For that kind of distance my first thought would be one of those giant, behind the seat bags you mentioned. It's certainly easy on, easy off.

I'm not a huge fan of the idea of a seatpost rack because I have a carbon fiber seatpost, plus they might be a little unstable. I'd hate to put a handlebar bag on and change the handling of the bike. And as you mentioned, far worse than either of those things would be having to carry something on your back the entire trip.

If I was doing a *lot* of really long rides like that, in varying weather, or if I also wanted to be able to carry enough stuff for commuting to work I would seriously consider just putting a rack on the bike anyways. I recently started a thread about the different stuff that's available to add a rack to a full carbon bike without rack mounts here:
http://www.bikeforums.net/showthread.php?t=510439

I think a rack that attaches at the seat post and the rear wheel skewer (both places the bike is designed to carry weight - the weight of the rider) would be ideal, and let you carry pretty much anything you could carry in a full backpack on the bike without any sort of worry about the rack "damaging" or being "insecure" on the bike.


----------



## dfltroll (Nov 27, 2006)

Last year I completed 200k, 300k and 600k brevets with a Carradice Barley Bag, they're excellent.

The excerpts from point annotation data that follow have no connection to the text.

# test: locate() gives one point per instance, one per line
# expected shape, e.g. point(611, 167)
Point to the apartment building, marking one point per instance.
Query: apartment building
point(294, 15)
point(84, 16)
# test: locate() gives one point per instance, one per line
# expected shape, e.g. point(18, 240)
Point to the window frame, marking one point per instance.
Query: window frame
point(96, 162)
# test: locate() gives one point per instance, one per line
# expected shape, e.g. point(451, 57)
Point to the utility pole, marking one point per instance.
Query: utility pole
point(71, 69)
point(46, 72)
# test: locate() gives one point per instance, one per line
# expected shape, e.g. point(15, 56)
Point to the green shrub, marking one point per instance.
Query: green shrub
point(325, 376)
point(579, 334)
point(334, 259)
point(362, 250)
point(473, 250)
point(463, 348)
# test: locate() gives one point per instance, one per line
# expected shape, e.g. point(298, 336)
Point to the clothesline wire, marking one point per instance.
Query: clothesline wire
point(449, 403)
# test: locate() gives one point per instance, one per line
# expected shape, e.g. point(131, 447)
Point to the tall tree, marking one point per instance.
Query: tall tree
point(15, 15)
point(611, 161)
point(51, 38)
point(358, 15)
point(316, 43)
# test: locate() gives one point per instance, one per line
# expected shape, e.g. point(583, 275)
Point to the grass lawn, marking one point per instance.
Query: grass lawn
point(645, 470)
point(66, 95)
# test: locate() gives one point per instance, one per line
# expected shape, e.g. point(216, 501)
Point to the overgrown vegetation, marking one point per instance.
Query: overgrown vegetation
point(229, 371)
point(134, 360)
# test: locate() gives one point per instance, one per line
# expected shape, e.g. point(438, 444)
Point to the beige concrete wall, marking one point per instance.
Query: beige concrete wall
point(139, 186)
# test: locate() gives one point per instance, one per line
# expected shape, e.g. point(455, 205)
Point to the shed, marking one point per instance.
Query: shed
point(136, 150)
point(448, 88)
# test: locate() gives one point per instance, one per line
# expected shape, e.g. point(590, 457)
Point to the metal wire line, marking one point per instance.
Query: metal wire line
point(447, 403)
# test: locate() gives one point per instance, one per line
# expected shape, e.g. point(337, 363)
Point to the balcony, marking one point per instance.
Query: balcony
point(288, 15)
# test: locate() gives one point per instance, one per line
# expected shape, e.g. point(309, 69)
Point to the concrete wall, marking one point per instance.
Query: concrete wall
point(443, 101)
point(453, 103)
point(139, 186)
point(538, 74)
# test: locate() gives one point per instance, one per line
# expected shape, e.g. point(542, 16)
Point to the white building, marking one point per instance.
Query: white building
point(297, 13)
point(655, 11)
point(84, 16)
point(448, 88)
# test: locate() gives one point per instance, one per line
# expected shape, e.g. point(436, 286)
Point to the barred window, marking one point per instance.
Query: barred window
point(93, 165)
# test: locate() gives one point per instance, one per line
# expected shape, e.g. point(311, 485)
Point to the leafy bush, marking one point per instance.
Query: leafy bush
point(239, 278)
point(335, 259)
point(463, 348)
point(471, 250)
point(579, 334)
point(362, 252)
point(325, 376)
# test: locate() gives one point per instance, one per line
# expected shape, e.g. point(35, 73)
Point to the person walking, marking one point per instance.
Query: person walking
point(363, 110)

I ride a fairly large bike (63cm) and so didn't need the support. I was sorta worried about the bag rubbing the back of my thighs but it wasn't a problem. I tended to overstuff it but I wouldn't blame that so much on the space available in the bag as much as my inexperience with randonneuring. 

I actually just took the plunge today and ordered a Berthoud handlebar bag and decaleur. My bike isn't really designed for front loads but I think it's going to be okay. I wanted a handlebar bag like this so that I'd have a better place to put my cue sheet and easier and quicker access to things like food and vest. 

But yeah, the Barley bag is excellent and have gotten tons of use out of mine over the winter and on longer rides.


----------